Figure 2. Boxplots showing the gut bacterial diversity measured as the ACE (A), Chao1 (B), Shannon (C), and Simpson (D) in the GZH and WH. Differences in gut bacterial structure between the GZH and WH were evaluated by PCoA scatter plots (E,F). All the data represent means ± SD. p-values <0.05 were considered statistically significant.
Figure 3. Boxplots showing the gut fungal diversity measured as the ACE (A), Chao1 (B), Shannon (C) and Simpson (D) in the GZH and WH. Differences in gut fungal structure between the GZH and WH were evaluated by PCoA scatter plots (E,F). All the data represent means ± SD. p-values <0.05 were considered statistically significant.

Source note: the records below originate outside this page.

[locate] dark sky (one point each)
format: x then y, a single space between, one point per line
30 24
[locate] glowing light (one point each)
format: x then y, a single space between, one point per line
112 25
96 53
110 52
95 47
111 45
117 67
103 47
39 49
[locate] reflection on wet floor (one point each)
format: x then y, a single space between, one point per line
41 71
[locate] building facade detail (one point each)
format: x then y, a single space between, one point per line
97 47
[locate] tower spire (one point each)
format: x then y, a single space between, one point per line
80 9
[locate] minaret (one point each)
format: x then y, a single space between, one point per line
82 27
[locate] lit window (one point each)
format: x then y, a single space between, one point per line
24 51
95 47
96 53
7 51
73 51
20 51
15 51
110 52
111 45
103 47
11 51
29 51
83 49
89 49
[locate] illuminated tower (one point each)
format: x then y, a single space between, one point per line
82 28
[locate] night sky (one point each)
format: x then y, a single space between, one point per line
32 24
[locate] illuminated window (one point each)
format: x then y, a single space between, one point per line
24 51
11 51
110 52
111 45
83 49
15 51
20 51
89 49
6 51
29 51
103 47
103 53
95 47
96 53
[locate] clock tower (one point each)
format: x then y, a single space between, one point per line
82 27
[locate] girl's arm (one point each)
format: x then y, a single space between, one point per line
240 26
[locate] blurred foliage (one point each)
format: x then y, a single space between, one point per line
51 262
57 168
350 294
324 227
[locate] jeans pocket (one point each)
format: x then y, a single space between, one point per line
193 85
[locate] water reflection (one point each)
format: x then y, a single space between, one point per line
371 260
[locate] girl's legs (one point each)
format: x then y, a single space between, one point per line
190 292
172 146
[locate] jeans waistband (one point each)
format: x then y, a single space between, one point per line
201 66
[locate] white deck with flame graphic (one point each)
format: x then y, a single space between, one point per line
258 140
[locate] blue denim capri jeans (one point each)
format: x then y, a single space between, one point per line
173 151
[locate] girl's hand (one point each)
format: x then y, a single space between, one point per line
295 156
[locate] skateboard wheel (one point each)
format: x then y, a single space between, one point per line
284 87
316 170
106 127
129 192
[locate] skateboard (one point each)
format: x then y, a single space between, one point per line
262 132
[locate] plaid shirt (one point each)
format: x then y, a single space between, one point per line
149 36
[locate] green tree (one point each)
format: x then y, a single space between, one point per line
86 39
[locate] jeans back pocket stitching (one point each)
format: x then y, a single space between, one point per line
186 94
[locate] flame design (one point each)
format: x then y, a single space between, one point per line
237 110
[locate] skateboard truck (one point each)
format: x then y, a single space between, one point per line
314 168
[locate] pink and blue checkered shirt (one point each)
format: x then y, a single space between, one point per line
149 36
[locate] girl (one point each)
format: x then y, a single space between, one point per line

In this study, a total of 25 bacterial phyla and 464 bacterial genera were identified from GZH and WH. At the phylum level, the Firmicutes (45.35, 48.33%), Bacteroidota (20.82, 29.93%), and Verrucomicrobiota (12.60, 8.47%) were the predominant phyla in the GZH and WH (Figure 4A). At the genus level, the Streptococcus (10.34%) was the most predominant bacterial genus in the WH, followed by unclassified_p_251_o5 (7.95%), Treponema (6.77%), and unclassified_Lachnospiraceae (6.50%). Moreover, uncultured_rumen_bacterium (8.61%), Acinetobacter (7.71%), unclassified_Lachnospiraceae (7.52%) and Lachnospiraceae_XPB1014_group (5.35%) were abundantly present in the GZH (Figure 4B). Besides the above dominant bacterial phyla and genera, other bacterial abundance was also analyzed and visualized by clustering heatmaps (Figures 4C,D).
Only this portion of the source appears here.